With writing a compiler, the main problems I have are these:

  1. How to compile to a function that takes one or multiple elements from the top of the stack as input?
  2. What happens if someone defines a new function at runtime? Will a compiled program then basically need the compiler in its binary as well?

[quote=“Qqwy, post:3, topic:1755”]
How to compile to a function that takes one or multiple elements from the top of the stack as input?[/quote]
Just have it be done inline, make this a macro call that transforms the string into elixir ast:

defmodule Blah do
  use Juxex
  def callTheJux(i) do
    juxToElixir [i 3] """
    4 + *
    """
  end
end

iex> Blah.callTheJux(2)
20

Just let the initial stack be passed in as the first call to the macro, the second being the body that gets compiled to elixir ast and let it run through it and return whatever is left on the stack? :slight_smile:

I’d say keep it fully self-contained in the block of where it is defined.

You are completely right! I was severely overthinking it. The cleanest way might just be to pass the stack as a parameter, and to receive the new stack as return value. Then the only way of FFI is to pass a single function name per FFI-statement, which the interpreter will recognize and apply the stack to as argument. But I think this is a whole lot cleaner than having multiple interleaved statements just pasted in-between normal code. And it also is probably a lot easier to implement.

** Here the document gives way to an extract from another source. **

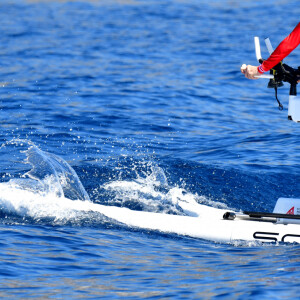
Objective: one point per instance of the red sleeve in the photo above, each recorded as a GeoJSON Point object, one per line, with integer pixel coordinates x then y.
{"type": "Point", "coordinates": [283, 50]}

Another thing I am thinking about is how to add support for parametric polymorphism to the language (basically, protocols and/or multimethods: functions that change their behaviour depending on the types of the values they receive, with the possibility of adding new input_types->method_implementations at a later time)

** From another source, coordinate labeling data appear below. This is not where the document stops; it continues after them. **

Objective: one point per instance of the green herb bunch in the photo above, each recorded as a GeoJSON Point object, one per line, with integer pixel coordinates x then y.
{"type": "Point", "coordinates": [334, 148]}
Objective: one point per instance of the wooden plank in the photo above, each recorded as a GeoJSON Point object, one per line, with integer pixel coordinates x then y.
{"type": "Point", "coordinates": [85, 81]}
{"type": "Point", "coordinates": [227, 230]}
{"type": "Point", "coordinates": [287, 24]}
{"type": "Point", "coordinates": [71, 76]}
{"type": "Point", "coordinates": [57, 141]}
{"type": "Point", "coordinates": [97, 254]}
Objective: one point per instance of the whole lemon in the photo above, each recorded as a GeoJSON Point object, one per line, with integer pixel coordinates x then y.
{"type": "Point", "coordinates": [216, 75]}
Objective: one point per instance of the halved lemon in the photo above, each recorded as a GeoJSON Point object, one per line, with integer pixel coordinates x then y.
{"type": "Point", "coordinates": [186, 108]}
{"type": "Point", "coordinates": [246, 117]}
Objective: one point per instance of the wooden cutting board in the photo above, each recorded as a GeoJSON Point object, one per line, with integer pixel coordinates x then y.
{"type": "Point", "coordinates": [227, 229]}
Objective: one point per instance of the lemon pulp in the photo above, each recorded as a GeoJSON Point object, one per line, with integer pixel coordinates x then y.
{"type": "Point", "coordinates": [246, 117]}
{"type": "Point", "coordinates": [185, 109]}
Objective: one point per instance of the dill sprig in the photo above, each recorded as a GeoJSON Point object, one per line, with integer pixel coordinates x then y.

If it is purely stack based that might be difficult I’d think… Are you going to have some kind of heap that can be used or are going to require a protocol definition structure be passed around the code generation calls?

There is one part of the environment that is not the stack, namely the table of defined functions. It is possible to define a function using def or redef. As shown, it is possible to override an existing function with a new definition. This can be used to keep track of e.g. what data types implement a certain protocol, what protocols a certain data type implements, and how to delegate to the protocol implementation currently required.